Sara è una ragazza di appena 21 anni che, come tanti giovani della sua età, si divide tra studio e lavoro a Bergamo. Frequenta l'università dove studia Lingue e culture europee, sogna di raggiungere il fidanzato in Svizzera e nel frattempo lavora in un negozio di abbigliamento. Una vita normale, se non fosse che è costretta a fare i conti con alcune violazioni dei suoi diritti di lavoratrice. Nonostante sia stata assunta per la mansione di scaffalista, è costretta a stare in cassa e, quando mancano i soldi, è obbligata a metterli di tasca sua.

"Cercavo qualcosa che mi permettesse di dedicarmi allo studio, agli amici e alla famiglia. Ho cliccato quindi su un annuncio trovato su internet e tramite un'agenzia per il lavoro, ho fatto un colloquio con un negozio di una nota catena di abbigliamento e il 23 maggio ho iniziato a lavorare. Ho firmato un contratto con mansione da scaffalista di sesto livello. Dovrei quindi sistemare i prodotti, prezzarli, stare nei reparti e aiutare i clienti. In realtà spesso mi occupo della cassa", ha spiegato a Fanpage.it.
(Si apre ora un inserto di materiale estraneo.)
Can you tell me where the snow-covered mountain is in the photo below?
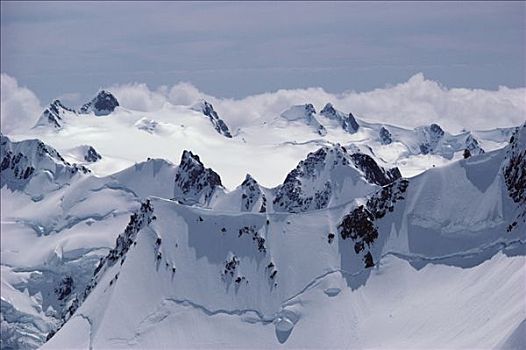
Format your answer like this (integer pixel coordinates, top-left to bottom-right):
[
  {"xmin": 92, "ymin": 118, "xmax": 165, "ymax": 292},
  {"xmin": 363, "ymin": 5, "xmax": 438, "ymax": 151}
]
[{"xmin": 0, "ymin": 91, "xmax": 526, "ymax": 349}]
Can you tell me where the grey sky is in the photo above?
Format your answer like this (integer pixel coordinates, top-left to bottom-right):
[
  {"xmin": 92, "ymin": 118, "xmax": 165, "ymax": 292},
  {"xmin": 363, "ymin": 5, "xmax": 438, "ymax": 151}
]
[{"xmin": 1, "ymin": 2, "xmax": 526, "ymax": 103}]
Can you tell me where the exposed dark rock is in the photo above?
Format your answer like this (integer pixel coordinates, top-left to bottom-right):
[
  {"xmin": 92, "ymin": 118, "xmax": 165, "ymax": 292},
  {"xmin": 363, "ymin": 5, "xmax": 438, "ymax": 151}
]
[
  {"xmin": 223, "ymin": 255, "xmax": 240, "ymax": 277},
  {"xmin": 379, "ymin": 126, "xmax": 393, "ymax": 145},
  {"xmin": 503, "ymin": 124, "xmax": 526, "ymax": 211},
  {"xmin": 238, "ymin": 225, "xmax": 267, "ymax": 253},
  {"xmin": 79, "ymin": 90, "xmax": 119, "ymax": 116},
  {"xmin": 241, "ymin": 174, "xmax": 267, "ymax": 213},
  {"xmin": 351, "ymin": 153, "xmax": 402, "ymax": 186},
  {"xmin": 193, "ymin": 100, "xmax": 232, "ymax": 138},
  {"xmin": 281, "ymin": 103, "xmax": 327, "ymax": 136},
  {"xmin": 55, "ymin": 276, "xmax": 74, "ymax": 300},
  {"xmin": 84, "ymin": 146, "xmax": 102, "ymax": 163},
  {"xmin": 37, "ymin": 100, "xmax": 76, "ymax": 129},
  {"xmin": 0, "ymin": 135, "xmax": 90, "ymax": 188},
  {"xmin": 338, "ymin": 179, "xmax": 409, "ymax": 268},
  {"xmin": 320, "ymin": 103, "xmax": 360, "ymax": 134},
  {"xmin": 174, "ymin": 151, "xmax": 222, "ymax": 205},
  {"xmin": 465, "ymin": 134, "xmax": 485, "ymax": 155},
  {"xmin": 274, "ymin": 148, "xmax": 336, "ymax": 213}
]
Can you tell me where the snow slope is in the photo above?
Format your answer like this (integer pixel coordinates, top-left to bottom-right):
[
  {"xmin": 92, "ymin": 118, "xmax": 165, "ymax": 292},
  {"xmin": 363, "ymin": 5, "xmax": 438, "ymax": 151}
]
[
  {"xmin": 0, "ymin": 91, "xmax": 526, "ymax": 349},
  {"xmin": 39, "ymin": 125, "xmax": 526, "ymax": 348},
  {"xmin": 9, "ymin": 91, "xmax": 513, "ymax": 189}
]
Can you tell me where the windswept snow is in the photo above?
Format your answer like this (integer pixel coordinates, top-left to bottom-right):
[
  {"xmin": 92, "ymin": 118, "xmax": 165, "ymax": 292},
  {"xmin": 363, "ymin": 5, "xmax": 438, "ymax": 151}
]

"Ho fatto un solo giorno di prova e poi mi hanno assunta a tutti gli effetti. Mi hanno subito lasciato in cassa. Io l'ho già fatto in passato, ma non era quello per la quale ero stata assunta. Nel mio contratto infatti, considerata la mia mansione, non è prevista una indennità di cassa. È quindi successo che mancavano soldi in cassa perché, soprattutto nel weekend quando c'è tanta gente, capita al momento del pagamento di restituire ai clienti 20-50 centesimi in più. A fine giornata, quindi, potrebbero mancare dalla cassa dai 5 ai 10 euro. In questo caso, quindi, dobbiamo essere noi a mettere i soldi di tasca nostra", ha ancora precisato.
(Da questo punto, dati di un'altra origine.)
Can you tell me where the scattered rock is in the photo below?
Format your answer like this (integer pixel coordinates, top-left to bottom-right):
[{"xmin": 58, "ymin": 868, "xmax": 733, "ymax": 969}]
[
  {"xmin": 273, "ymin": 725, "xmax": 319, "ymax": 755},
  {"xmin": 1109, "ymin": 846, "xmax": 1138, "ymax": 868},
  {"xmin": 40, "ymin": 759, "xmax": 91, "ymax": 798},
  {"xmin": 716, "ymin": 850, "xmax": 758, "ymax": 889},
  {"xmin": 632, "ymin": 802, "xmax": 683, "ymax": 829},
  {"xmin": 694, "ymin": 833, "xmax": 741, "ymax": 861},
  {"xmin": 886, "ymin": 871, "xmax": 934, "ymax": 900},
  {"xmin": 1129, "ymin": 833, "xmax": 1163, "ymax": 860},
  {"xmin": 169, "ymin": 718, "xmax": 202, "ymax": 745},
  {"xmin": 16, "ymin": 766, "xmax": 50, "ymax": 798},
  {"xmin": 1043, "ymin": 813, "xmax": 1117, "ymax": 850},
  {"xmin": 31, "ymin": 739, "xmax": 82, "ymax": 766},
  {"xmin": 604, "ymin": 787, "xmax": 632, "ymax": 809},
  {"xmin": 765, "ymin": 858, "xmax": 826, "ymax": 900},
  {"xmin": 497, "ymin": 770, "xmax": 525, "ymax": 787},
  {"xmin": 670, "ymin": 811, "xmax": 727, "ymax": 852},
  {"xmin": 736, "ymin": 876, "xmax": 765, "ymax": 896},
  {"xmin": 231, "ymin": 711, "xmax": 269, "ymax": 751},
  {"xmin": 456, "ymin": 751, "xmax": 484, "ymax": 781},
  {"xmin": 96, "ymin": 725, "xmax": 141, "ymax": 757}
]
"Per me rimettere 10 euro in cassa significa regalare almeno un'ora del mio lavoro. Non lo trovo corretto. Per questo cerco di stare attenta. Lavoriamo con fatica per avere uno stipendio e non è giusto che siamo noi a rimetterli. Spesso capita per errori che non sono stati causati da noi. Un giorno è successo che una cliente mi ha chiesto di poter cambiare un articolo. Sullo scontrino era però presente una cifra diversa rispetto al costo effettivo del prodotto: si trattava di un paio di scarpe dal costo di 23,99 euro che però erano state pagate 10 euro in meno. La signora però sosteneva di averle pagate a prezzo intero e non con lo sconto", ha affermato Sara.
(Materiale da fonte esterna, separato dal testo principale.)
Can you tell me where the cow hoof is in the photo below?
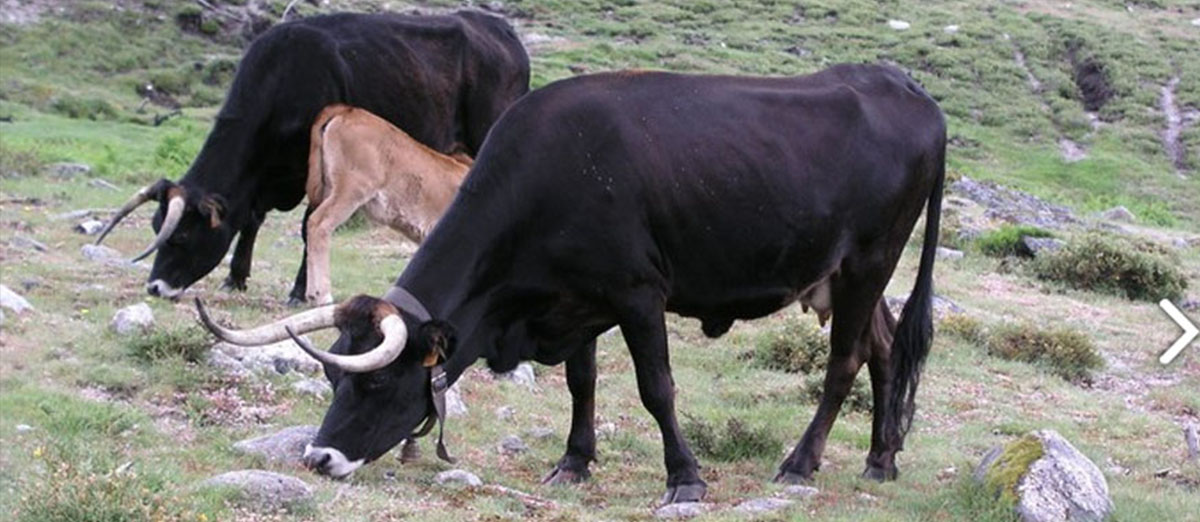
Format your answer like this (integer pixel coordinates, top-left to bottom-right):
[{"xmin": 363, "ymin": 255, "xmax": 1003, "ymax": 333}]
[
  {"xmin": 541, "ymin": 466, "xmax": 592, "ymax": 486},
  {"xmin": 863, "ymin": 466, "xmax": 900, "ymax": 482},
  {"xmin": 221, "ymin": 276, "xmax": 246, "ymax": 292},
  {"xmin": 660, "ymin": 482, "xmax": 708, "ymax": 505},
  {"xmin": 775, "ymin": 472, "xmax": 812, "ymax": 485}
]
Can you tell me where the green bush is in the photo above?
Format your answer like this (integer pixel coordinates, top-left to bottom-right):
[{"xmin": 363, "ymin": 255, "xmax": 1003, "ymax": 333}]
[
  {"xmin": 683, "ymin": 415, "xmax": 784, "ymax": 462},
  {"xmin": 986, "ymin": 323, "xmax": 1104, "ymax": 380},
  {"xmin": 976, "ymin": 224, "xmax": 1054, "ymax": 257},
  {"xmin": 128, "ymin": 326, "xmax": 210, "ymax": 362},
  {"xmin": 750, "ymin": 320, "xmax": 829, "ymax": 373},
  {"xmin": 1032, "ymin": 234, "xmax": 1188, "ymax": 301}
]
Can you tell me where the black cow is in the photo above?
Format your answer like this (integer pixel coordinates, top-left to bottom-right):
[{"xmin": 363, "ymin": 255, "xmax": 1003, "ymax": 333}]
[
  {"xmin": 97, "ymin": 11, "xmax": 529, "ymax": 301},
  {"xmin": 202, "ymin": 65, "xmax": 946, "ymax": 502}
]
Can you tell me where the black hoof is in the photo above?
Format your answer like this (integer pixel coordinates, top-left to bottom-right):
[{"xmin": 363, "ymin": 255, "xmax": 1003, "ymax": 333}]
[
  {"xmin": 774, "ymin": 472, "xmax": 812, "ymax": 485},
  {"xmin": 660, "ymin": 482, "xmax": 708, "ymax": 505},
  {"xmin": 541, "ymin": 466, "xmax": 592, "ymax": 486},
  {"xmin": 221, "ymin": 276, "xmax": 246, "ymax": 292},
  {"xmin": 863, "ymin": 466, "xmax": 900, "ymax": 482}
]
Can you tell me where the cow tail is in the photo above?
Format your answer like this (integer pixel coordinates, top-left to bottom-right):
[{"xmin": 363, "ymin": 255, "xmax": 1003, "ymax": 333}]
[{"xmin": 884, "ymin": 140, "xmax": 946, "ymax": 450}]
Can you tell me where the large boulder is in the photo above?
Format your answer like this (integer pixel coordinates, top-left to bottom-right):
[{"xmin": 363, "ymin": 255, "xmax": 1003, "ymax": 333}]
[{"xmin": 974, "ymin": 430, "xmax": 1112, "ymax": 522}]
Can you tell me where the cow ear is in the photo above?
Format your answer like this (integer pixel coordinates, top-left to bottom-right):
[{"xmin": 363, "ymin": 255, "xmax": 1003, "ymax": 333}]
[
  {"xmin": 420, "ymin": 320, "xmax": 457, "ymax": 368},
  {"xmin": 199, "ymin": 196, "xmax": 224, "ymax": 228}
]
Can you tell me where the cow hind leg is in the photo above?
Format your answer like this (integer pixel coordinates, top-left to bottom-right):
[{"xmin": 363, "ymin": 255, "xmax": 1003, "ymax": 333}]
[
  {"xmin": 221, "ymin": 215, "xmax": 266, "ymax": 292},
  {"xmin": 775, "ymin": 272, "xmax": 883, "ymax": 484},
  {"xmin": 619, "ymin": 293, "xmax": 708, "ymax": 504},
  {"xmin": 542, "ymin": 340, "xmax": 596, "ymax": 485}
]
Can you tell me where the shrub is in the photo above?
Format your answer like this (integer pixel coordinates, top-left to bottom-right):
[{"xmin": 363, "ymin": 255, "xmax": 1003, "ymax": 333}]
[
  {"xmin": 683, "ymin": 415, "xmax": 784, "ymax": 462},
  {"xmin": 976, "ymin": 224, "xmax": 1054, "ymax": 257},
  {"xmin": 1032, "ymin": 234, "xmax": 1188, "ymax": 301},
  {"xmin": 750, "ymin": 320, "xmax": 829, "ymax": 373},
  {"xmin": 988, "ymin": 324, "xmax": 1104, "ymax": 380},
  {"xmin": 128, "ymin": 326, "xmax": 209, "ymax": 362}
]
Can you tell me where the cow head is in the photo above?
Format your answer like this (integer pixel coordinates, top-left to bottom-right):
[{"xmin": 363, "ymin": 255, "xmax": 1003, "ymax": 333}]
[
  {"xmin": 197, "ymin": 295, "xmax": 455, "ymax": 478},
  {"xmin": 96, "ymin": 180, "xmax": 236, "ymax": 298}
]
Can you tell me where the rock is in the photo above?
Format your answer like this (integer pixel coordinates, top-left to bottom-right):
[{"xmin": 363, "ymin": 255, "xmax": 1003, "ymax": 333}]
[
  {"xmin": 8, "ymin": 235, "xmax": 50, "ymax": 252},
  {"xmin": 654, "ymin": 502, "xmax": 713, "ymax": 520},
  {"xmin": 733, "ymin": 497, "xmax": 796, "ymax": 514},
  {"xmin": 233, "ymin": 426, "xmax": 317, "ymax": 466},
  {"xmin": 974, "ymin": 430, "xmax": 1112, "ymax": 522},
  {"xmin": 433, "ymin": 469, "xmax": 484, "ymax": 486},
  {"xmin": 937, "ymin": 246, "xmax": 962, "ymax": 259},
  {"xmin": 496, "ymin": 362, "xmax": 538, "ymax": 390},
  {"xmin": 0, "ymin": 284, "xmax": 34, "ymax": 313},
  {"xmin": 46, "ymin": 162, "xmax": 91, "ymax": 179},
  {"xmin": 108, "ymin": 302, "xmax": 154, "ymax": 335},
  {"xmin": 200, "ymin": 469, "xmax": 312, "ymax": 512},
  {"xmin": 499, "ymin": 436, "xmax": 529, "ymax": 456},
  {"xmin": 292, "ymin": 378, "xmax": 334, "ymax": 398},
  {"xmin": 1018, "ymin": 235, "xmax": 1067, "ymax": 257},
  {"xmin": 1100, "ymin": 206, "xmax": 1138, "ymax": 223},
  {"xmin": 784, "ymin": 485, "xmax": 821, "ymax": 498},
  {"xmin": 446, "ymin": 383, "xmax": 467, "ymax": 418},
  {"xmin": 74, "ymin": 220, "xmax": 104, "ymax": 235},
  {"xmin": 209, "ymin": 336, "xmax": 320, "ymax": 374}
]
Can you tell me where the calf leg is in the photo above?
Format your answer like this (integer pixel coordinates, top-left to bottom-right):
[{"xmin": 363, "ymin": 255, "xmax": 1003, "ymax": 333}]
[
  {"xmin": 775, "ymin": 276, "xmax": 882, "ymax": 484},
  {"xmin": 542, "ymin": 340, "xmax": 596, "ymax": 484},
  {"xmin": 288, "ymin": 204, "xmax": 317, "ymax": 306},
  {"xmin": 221, "ymin": 214, "xmax": 266, "ymax": 290},
  {"xmin": 863, "ymin": 299, "xmax": 902, "ymax": 481},
  {"xmin": 620, "ymin": 293, "xmax": 708, "ymax": 504}
]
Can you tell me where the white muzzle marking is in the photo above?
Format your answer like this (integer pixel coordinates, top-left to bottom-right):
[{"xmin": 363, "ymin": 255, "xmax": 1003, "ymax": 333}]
[{"xmin": 304, "ymin": 444, "xmax": 364, "ymax": 479}]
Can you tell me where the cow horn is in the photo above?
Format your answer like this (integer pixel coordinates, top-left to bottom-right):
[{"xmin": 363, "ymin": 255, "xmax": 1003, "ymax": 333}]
[
  {"xmin": 196, "ymin": 298, "xmax": 335, "ymax": 346},
  {"xmin": 96, "ymin": 181, "xmax": 161, "ymax": 245},
  {"xmin": 130, "ymin": 196, "xmax": 187, "ymax": 263},
  {"xmin": 283, "ymin": 314, "xmax": 408, "ymax": 373}
]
"Alla fine non riuscendo a capire cosa potesse essere successo, mi è stato chiesto di poter rimettere io quei 10 euro mancanti. Quello è stato il momento in cui mi sono resa conto che qualcosa non andava nonostante per mesi il mio fidanzato, i miei genitori e i miei amici mi dicevano che questa prassi di rimettere i soldi in cassa non era ammissibile. Ho quindi deciso di rivolgermi a una sindacalista. Mi ha spiegato che non avrei dovuto svolgere mansioni da cassiera né eseguire tutta una serie di responsabilità che mi erano state date. Mi sono quindi rifiutata di restituire quei 10 euro e ho denunciato tutto tramite un video su TikTok".

E proprio quel video è diventato presto virale e ha raccolto il consenso e l'appoggio di tanti che vivono situazioni simili. Purtroppo però il clima sul posto di lavoro è peggiorato: "Non lavoro più in cassa, ma c'è un biglietto con il mio nome dove c'è scritto che devo restituire quei famosi dieci euro. Mi rifiuto di darli. L'aria che si respira però è molto pesante. I miei colleghi non mi rivolgono la parola, si comportano in maniera differente e a dir poco non professionale. Rimarrò lì fino al termine del mio contratto. Sono una persona tosta, però mi dispiace vivere questa situazione".

"Vorrei dire alle mie colleghe che non dovrebbero avercela con me. Mi sto battendo anche per i loro diritti perché anche loro ci stanno rimettendo. Nessuno si è mai opposto a questo iter, però è necessario capire che per quanto possa essere considerato "normale", non è corretto".